Tesla announced today that its unsupervised “Robotaxi” service now covers the entire Austin metro area, a significant expansion of its geofenced operating zone.
It’s a notable milestone on paper, but the actual fleet serving this massive area remains tiny — just ~20 active unsupervised vehicles, according to the latest data, a number that has actually been shrinking.
The geofence keeps growing, the fleet doesn’t
Tesla’s official Robotaxi account on X posted that “Unsupervised Robotaxi now in the entire Austin Metro area,” confirming the latest expansion. Previously, while Tesla’s “Robotaxi” service was available throughout Austin, when it is running, the unsupervised vehicles could only operate in a small part of South Austin.
The geofence expansion has been the one area where Tesla’s “Robotaxi” program has moved quickly. The service area has grown through several phases over the past year, roughly doubling each time. But expanding territory is the easy part when you have no vehicles to fill it.

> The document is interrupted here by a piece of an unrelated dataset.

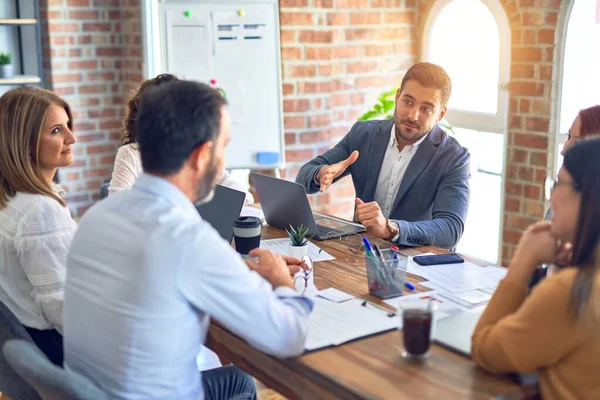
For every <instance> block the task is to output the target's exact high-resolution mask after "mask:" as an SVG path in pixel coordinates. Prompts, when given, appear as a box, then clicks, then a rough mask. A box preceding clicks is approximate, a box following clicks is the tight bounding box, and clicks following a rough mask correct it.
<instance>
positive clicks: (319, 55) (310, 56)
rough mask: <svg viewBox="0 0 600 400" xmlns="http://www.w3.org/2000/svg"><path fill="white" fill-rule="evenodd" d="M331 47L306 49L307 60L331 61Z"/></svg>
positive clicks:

As we reported last week, Tesla’s active unsupervised fleet has actually been declining. The latest Robotaxi Tracker data showed just 20 active unsupervised vehicles in Austin.
That means Tesla is now covering potentially thousands of square miles of Austin with roughly 14 unsupervised vehicles. For context, Waymo operates approximately 3,000 robotaxis across its US markets and completes over 500,000 paid trips per week.

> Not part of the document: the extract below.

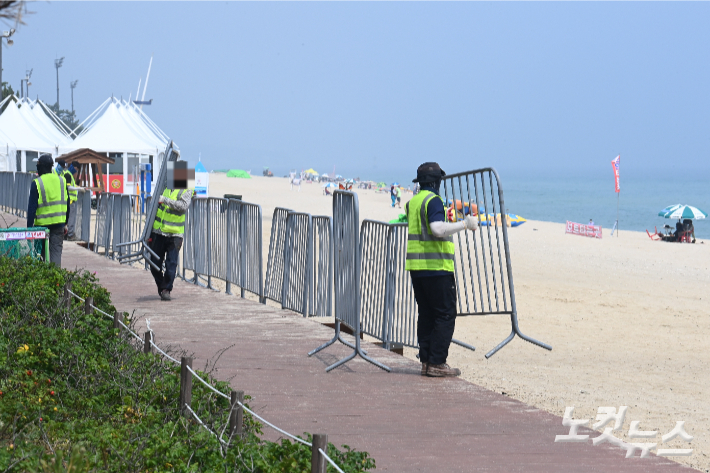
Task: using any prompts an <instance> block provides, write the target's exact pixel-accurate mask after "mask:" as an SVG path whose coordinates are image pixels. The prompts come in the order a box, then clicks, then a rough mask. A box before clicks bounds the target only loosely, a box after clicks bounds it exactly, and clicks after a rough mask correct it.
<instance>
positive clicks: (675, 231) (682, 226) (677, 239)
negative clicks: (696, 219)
mask: <svg viewBox="0 0 710 473" xmlns="http://www.w3.org/2000/svg"><path fill="white" fill-rule="evenodd" d="M684 231H685V230H684V229H683V222H681V221H680V219H678V222H676V224H675V233H674V234H673V236H675V241H677V242H680V241H681V238H682V236H683V232H684Z"/></svg>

A year in, the numbers tell the story
We’re now a full year into Tesla’s “Robotaxi” program, which launched in Austin in June 2025. Here’s where things stand:
The unsupervised fleet peaked at 25 cumulative vehicles in late April, then dropped to 20 active. Dallas and Houston, which launched in April with tiny geofences, have seen zero growth — stuck at 3 and 6 vehicles since launch. The total fleet including supervised Bay Area vehicles collapsed from 165 to just 34 active.

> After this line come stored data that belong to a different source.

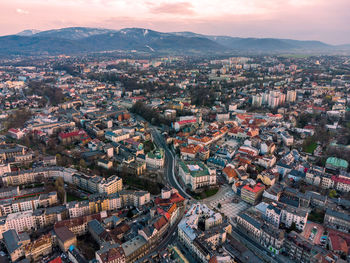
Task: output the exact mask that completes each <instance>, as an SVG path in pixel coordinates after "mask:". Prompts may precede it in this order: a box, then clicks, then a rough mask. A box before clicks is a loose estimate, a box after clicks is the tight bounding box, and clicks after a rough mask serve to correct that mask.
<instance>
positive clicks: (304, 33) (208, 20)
mask: <svg viewBox="0 0 350 263" xmlns="http://www.w3.org/2000/svg"><path fill="white" fill-rule="evenodd" d="M349 11H350V0H188V1H186V0H179V1H175V0H172V1H162V0H159V1H152V0H0V35H7V34H15V33H18V32H19V31H22V30H24V29H39V30H47V29H54V28H62V27H71V26H88V27H103V28H110V29H121V28H125V27H142V28H149V29H153V30H158V31H164V32H174V31H193V32H196V33H203V34H211V35H230V36H238V37H280V38H292V39H302V40H306V39H307V40H321V41H324V42H327V43H330V44H346V43H348V44H350V15H349Z"/></svg>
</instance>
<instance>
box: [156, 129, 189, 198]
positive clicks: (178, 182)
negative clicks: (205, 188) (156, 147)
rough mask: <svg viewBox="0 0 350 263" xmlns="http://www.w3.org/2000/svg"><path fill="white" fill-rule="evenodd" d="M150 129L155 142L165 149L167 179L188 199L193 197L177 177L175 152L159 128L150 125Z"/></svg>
mask: <svg viewBox="0 0 350 263" xmlns="http://www.w3.org/2000/svg"><path fill="white" fill-rule="evenodd" d="M150 131H151V133H152V137H153V140H154V142H155V143H156V145H157V146H158V147H161V148H163V149H164V152H165V162H166V163H165V176H166V179H167V181H168V182H169V184H170V185H171V186H173V187H174V188H176V189H177V190H178V191H179V193H180V195H182V196H183V197H186V198H188V199H192V197H191V196H190V195H189V194H188V193H186V191H185V190H184V189H183V188H182V186H181V185H180V183H179V182H178V181H177V179H176V177H175V156H174V153H173V152H172V151H171V150H170V149H169V147H168V145H167V144H166V142H165V141H164V138H163V136H162V135H161V134H160V133H159V131H158V129H157V128H155V127H153V126H150Z"/></svg>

CEO Elon Musk has said Tesla is waiting for its FSD v15 software rewrite before scaling the fleet aggressively, pushing any meaningful ramp to late 2026 or early 2027. But he also previously attached self-driving growth to other software updates that came and went.
Meanwhile, Waymo recently raised $16 billion to fund expansion including to London and Tokyo, and is preparing launches in additional US cities. The company has been expanding its coverage area to over 1,400 square miles across 11 cities — but unlike Tesla, it has thousands of vehicles to actually serve those areas.
Electrek’s Take
Expanding a geofence is essentially drawing a bigger box on a map. It costs nothing, requires no additional vehicles, and looks impressive in a tweet. But a “Robotaxi” service area without robotaxis to serve it is just a map.
Tesla now has ~20 unsupervised vehicles covering the entire Austin metro. The wait times must be extraordinary — if you can even get a ride at all.
We’ve been tracking this program closely since launch, and the pattern is consistent: Tesla moves the goalpost on the metric that’s easy to change (geofence size) while the metric that actually matters (active fleet size and rides) stagnates or declines. The company needs to demonstrate it can safely scale the fleet before any of these service area expansions translate into an actual business.
Until the fleet starts growing — not shrinking — these geofence expansions are essentially announcements that Tesla has drawn a bigger circle around a handful of cars.